With an old-fashioned, formalized mentoring approach, "I don't find that's where the greatest work happens. The greatest work happens where we're having a great conversation," she said.

That's not to say that all formal mentoring is dead and gone. Leona McCharles, vice-president of global recruitment at Royal Bank of Canada, noted that although the bank also uses informal approaches such as Ten Thousand Coffees, it still has a number of longer-term formal programs, but with a twist.

"We look at mentoring a little bit differently, because we're focusing on how we can use technology to challenge or disrupt the idea of mentoring to get to the right outcomes that we are looking for," she said. This can mean using data on employees' talents and goals to make stronger mentoring matches.

"It allows you to think differently about mentoring to focus on skills and capabilities that individuals want to grow," she said. In other words, it's yet another new approach to mentoring, one more centred around talent and skill sets, with targeted outcomes, Ms. McCharles noted.

One aspect that hasn't changed, though, is the need for trust and psychological safety, especially in reverse-mentoring arrangements and internships, said Nouman Ashraf, assistant professor at the University of Toronto's Rotman School of Management. A younger employee must feel safe enough to speak up. He or she must be allowed to question the norms, to suggest new things, "to not have to self-sensor," Dr. Ashraf said.

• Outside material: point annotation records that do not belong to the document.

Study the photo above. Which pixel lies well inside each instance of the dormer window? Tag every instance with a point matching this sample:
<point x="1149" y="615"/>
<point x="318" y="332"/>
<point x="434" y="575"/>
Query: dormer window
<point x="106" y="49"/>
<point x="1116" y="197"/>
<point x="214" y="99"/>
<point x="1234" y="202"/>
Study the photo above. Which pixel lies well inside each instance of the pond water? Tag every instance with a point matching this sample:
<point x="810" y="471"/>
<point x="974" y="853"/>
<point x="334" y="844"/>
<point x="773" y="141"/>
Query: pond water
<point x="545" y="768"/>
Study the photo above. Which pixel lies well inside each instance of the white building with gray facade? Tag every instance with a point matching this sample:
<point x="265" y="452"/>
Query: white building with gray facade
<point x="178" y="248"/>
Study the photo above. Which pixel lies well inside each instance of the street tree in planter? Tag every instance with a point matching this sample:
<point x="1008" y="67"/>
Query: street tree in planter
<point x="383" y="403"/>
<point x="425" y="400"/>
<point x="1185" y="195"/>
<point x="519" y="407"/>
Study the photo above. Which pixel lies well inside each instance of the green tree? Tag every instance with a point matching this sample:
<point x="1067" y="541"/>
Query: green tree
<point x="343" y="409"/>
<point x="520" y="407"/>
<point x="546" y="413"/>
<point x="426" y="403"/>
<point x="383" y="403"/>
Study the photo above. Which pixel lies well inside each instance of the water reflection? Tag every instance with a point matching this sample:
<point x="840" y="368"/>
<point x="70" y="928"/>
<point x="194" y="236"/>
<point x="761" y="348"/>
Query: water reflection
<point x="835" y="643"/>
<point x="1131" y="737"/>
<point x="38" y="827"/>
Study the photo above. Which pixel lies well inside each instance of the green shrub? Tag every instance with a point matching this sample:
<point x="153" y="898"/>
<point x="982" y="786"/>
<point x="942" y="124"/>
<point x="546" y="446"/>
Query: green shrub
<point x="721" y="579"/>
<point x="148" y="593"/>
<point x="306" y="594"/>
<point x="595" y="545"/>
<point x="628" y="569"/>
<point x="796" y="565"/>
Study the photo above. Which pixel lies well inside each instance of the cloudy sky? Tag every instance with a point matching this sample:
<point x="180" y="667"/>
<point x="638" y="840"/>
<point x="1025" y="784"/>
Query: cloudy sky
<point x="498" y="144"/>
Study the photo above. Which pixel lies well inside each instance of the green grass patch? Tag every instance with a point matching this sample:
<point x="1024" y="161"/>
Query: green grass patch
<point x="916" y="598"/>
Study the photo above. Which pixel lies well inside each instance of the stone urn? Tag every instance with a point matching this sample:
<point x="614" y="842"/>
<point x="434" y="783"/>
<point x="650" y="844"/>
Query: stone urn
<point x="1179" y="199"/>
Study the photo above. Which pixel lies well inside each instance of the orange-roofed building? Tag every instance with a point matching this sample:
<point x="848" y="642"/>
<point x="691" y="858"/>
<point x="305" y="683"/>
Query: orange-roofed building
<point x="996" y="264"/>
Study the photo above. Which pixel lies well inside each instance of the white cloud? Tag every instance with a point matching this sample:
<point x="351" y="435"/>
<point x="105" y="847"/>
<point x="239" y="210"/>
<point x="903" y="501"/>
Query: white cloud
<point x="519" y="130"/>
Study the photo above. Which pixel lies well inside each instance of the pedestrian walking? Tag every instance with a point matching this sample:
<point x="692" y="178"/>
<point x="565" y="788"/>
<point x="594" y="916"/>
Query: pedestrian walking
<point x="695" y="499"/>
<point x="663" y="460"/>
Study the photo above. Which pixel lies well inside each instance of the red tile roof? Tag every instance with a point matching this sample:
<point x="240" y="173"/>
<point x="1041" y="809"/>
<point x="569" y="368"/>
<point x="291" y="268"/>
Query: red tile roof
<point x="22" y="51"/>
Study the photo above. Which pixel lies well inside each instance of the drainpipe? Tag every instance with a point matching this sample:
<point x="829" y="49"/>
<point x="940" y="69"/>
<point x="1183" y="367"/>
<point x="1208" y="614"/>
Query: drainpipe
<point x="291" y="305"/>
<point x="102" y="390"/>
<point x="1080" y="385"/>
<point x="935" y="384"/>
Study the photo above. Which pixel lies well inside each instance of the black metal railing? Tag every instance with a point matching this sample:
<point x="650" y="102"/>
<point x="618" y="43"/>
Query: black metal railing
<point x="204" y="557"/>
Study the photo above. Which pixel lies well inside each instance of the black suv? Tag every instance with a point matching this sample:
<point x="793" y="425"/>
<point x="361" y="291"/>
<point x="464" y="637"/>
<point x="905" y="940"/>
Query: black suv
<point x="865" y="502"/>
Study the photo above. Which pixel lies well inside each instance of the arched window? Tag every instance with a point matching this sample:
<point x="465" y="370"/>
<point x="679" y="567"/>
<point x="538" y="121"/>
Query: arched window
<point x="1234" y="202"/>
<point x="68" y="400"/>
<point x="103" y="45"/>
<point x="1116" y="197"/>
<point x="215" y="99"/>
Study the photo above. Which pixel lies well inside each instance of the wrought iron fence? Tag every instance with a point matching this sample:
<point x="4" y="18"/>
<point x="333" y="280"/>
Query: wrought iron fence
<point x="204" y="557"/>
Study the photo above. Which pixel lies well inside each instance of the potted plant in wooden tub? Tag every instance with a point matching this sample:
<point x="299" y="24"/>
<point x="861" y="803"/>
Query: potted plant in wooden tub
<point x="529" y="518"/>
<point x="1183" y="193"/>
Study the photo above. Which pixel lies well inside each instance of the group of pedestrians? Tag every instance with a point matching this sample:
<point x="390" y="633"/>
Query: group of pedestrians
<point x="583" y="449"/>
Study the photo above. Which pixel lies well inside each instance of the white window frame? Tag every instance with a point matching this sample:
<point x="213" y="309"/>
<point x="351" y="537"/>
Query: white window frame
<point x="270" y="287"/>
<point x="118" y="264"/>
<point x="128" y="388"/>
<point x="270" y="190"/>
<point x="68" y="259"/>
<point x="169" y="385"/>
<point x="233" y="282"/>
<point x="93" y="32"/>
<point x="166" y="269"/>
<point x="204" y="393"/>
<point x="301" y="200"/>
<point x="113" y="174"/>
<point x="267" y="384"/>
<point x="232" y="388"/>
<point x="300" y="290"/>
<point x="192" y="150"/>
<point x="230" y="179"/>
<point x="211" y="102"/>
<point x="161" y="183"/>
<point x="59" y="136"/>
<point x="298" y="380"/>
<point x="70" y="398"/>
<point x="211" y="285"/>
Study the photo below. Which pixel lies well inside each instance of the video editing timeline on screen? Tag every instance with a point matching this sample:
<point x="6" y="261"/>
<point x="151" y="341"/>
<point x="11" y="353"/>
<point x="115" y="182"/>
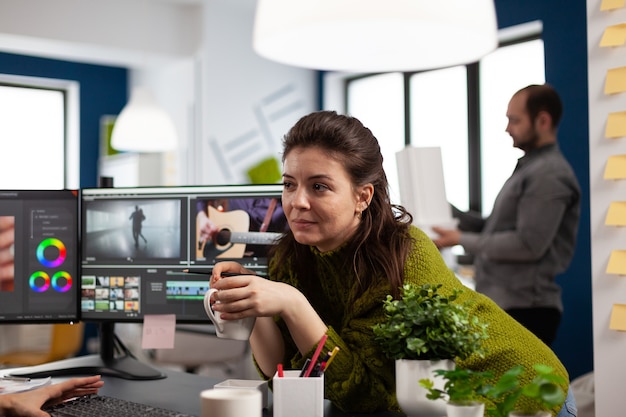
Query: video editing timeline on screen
<point x="44" y="256"/>
<point x="137" y="242"/>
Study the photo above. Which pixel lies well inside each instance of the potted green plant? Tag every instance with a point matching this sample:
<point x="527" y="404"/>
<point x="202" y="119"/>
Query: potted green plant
<point x="463" y="391"/>
<point x="513" y="399"/>
<point x="425" y="330"/>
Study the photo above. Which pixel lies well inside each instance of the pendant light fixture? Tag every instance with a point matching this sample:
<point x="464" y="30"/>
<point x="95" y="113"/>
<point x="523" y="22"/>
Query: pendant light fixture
<point x="143" y="126"/>
<point x="374" y="35"/>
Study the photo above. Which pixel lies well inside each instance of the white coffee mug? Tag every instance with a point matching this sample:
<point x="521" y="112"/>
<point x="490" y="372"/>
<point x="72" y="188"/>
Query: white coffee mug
<point x="228" y="329"/>
<point x="231" y="403"/>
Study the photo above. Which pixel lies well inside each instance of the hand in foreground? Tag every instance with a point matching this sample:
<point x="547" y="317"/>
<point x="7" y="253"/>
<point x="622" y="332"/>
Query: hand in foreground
<point x="447" y="237"/>
<point x="247" y="295"/>
<point x="29" y="403"/>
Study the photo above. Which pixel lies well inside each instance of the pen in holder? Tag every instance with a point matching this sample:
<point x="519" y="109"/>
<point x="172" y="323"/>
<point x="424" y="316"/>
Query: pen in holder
<point x="296" y="396"/>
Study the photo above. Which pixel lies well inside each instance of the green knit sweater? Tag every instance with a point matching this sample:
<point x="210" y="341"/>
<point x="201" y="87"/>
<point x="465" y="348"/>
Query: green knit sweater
<point x="361" y="379"/>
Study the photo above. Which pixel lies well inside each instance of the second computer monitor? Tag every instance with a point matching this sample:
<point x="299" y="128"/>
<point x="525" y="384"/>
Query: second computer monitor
<point x="136" y="243"/>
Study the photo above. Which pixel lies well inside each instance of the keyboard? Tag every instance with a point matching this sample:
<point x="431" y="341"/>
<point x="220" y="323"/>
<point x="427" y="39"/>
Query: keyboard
<point x="103" y="406"/>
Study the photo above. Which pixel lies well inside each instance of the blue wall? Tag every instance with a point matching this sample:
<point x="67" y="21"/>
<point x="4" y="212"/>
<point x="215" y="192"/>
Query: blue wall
<point x="565" y="42"/>
<point x="103" y="91"/>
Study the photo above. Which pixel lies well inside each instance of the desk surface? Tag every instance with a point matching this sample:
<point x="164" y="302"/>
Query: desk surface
<point x="180" y="391"/>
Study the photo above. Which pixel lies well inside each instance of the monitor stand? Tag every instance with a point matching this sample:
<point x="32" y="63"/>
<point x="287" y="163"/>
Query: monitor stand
<point x="107" y="363"/>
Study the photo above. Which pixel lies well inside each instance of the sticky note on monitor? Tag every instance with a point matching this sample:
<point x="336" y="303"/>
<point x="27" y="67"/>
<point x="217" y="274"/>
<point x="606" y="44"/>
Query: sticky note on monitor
<point x="617" y="263"/>
<point x="614" y="35"/>
<point x="615" y="167"/>
<point x="158" y="331"/>
<point x="611" y="4"/>
<point x="616" y="125"/>
<point x="618" y="317"/>
<point x="615" y="81"/>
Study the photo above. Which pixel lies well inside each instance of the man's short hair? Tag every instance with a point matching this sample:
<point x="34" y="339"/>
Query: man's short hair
<point x="543" y="98"/>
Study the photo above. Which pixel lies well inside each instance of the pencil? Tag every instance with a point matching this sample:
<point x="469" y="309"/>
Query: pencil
<point x="330" y="359"/>
<point x="209" y="272"/>
<point x="316" y="355"/>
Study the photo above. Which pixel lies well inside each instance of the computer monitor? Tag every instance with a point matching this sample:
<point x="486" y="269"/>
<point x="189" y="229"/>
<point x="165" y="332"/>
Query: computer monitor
<point x="39" y="256"/>
<point x="144" y="253"/>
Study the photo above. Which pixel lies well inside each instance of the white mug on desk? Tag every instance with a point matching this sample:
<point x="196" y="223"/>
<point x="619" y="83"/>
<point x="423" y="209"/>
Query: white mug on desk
<point x="228" y="329"/>
<point x="231" y="403"/>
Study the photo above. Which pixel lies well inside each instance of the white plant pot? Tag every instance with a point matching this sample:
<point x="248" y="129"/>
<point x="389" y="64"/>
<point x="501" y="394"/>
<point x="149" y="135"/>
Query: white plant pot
<point x="411" y="396"/>
<point x="474" y="409"/>
<point x="537" y="414"/>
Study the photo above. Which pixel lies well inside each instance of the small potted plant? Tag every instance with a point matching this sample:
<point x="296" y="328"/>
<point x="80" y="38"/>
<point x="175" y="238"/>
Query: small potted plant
<point x="463" y="391"/>
<point x="512" y="399"/>
<point x="425" y="330"/>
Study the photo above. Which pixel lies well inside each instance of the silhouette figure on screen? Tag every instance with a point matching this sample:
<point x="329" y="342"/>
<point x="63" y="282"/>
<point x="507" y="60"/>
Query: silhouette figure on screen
<point x="137" y="218"/>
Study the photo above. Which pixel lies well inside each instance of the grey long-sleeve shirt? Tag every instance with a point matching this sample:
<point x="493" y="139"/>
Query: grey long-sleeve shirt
<point x="530" y="236"/>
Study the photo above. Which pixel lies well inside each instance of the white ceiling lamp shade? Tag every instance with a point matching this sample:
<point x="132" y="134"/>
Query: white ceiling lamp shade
<point x="375" y="35"/>
<point x="143" y="126"/>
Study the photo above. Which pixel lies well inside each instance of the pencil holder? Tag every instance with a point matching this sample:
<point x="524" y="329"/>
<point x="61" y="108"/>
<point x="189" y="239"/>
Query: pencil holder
<point x="298" y="396"/>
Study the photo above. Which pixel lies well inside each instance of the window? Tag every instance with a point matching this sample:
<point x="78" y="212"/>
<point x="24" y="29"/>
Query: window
<point x="377" y="101"/>
<point x="39" y="133"/>
<point x="460" y="109"/>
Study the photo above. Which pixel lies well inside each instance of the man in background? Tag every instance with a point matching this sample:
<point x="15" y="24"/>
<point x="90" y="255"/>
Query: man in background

"Think about this for a second. People who are new to an organization have an advantage over the existing ranks of workers. And that advantage is that they can ask questions about organizational routines. They ask, Why? To what end? How come?" he said.

And to harness that level of curiosity, there needs to be honest feedback to make it all feel worthwhile, Dr. Ashraf added.

For the record, though, Miles Davis wasn't so good at giving feedback. Maybe it was to keep things informal, maybe to give the other musicians freedom. Maybe it was to keep them on their toes.

At the end of one famed recording session (for In A Silent Way in February, 1969), guitarist John McLaughlin went over to Herbie Hancock. Was what they just played any good? Miles, the constant experimenter both in his role as bandleader and mentor, had given the guitarist no indication whether he liked the playing or not.

Mr. Hancock just looked him and smiled. "John," he said, "welcome to a Miles Davis session."